Emi Machida (町田 恵美, Machida Emi) is a toji, or master sake brewer in Japan. Machida is the first toji in her family, who have owned the Machida Brewery in Gunma for over 130 years. Machida is also an active member of the Women's Sake Industry Group. Machida's featured sake is the Junmai 60 Wakamizu (純米60 若水). Her other well-known brand is the Liao Sei. Her sakes have won seven gold medals at the Annual Japan Sake Awards.

== Biography ==
Machida was born in 1975 in Maebashi in the Gunma Prefecture of northern Japan and raised along with her two sisters at the brewery her family established 1883. Machida was the oldest daughter in her family of three sisters. After graduating from the local girl's high school, Machida attended college in Tokyo, graduating in 1996 with a degree in literature from Showa Women's University. After working in an unsatisfying career for three years, in 2000 she decided to go into the family business, Machida Brewery, and left her life in Tokyo where her next youngest sister is a dancer and her youngest sister is a chef.

Machida's knowledge about brewing sake comes from working with older brewers and studying recipes in books.
Machida faced some gender discrimination when she entered the family business. Brewing sake, while once the job of women, had become completely male-dominated. She was the first woman tōji in Gunma Prefecture. During the time her grandfather ran the brewery, he kept women out of the brewery because they were "seen as dirty, unclean." When Machida started working in the brewery, she said that at first, her all-male employees refused to listen to her, and deliberately put things in the wrong place. In addition, some customers refused to buy sake created by a woman.

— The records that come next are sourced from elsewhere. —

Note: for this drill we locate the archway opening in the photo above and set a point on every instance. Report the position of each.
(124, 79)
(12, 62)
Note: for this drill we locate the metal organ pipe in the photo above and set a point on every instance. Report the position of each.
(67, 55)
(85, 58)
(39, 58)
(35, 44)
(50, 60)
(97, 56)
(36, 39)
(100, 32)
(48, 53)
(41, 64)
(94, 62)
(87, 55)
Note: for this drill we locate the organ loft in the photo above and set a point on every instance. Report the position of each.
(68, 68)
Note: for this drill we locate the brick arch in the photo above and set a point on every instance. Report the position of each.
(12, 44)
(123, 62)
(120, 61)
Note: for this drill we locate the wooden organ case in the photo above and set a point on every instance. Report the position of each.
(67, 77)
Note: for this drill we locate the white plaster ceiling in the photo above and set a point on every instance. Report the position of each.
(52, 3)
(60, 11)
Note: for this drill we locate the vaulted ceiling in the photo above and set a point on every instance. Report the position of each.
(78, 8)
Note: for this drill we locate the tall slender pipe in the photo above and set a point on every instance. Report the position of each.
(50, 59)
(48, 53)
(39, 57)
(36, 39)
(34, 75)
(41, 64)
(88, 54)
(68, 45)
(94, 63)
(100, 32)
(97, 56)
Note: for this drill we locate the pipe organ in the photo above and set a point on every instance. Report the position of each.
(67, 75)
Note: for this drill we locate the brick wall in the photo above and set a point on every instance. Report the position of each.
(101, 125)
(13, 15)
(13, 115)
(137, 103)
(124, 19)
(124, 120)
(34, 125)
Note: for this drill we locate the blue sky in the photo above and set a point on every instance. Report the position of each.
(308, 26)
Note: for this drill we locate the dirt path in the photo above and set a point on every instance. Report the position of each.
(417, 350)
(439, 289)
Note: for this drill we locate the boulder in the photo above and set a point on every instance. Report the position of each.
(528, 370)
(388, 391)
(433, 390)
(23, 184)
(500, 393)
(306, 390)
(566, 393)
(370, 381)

When she married in 2001, her husband, Akiya, adopted her surname and joined the family business. In 2006, her brewery won their first gold medal for sake production, the first time a woman had won. Since the first win, Machida has won seven gold medals at the Annual Japan Sake Awards, as well as three gold medals in 2008 from the "Excellence Award of the Kanto Shinetsu Tax Bureau Liquor Review Committee", the "National Shuzo Kaikai" prize, and the "Honorable Examination of Gunma Prefecture".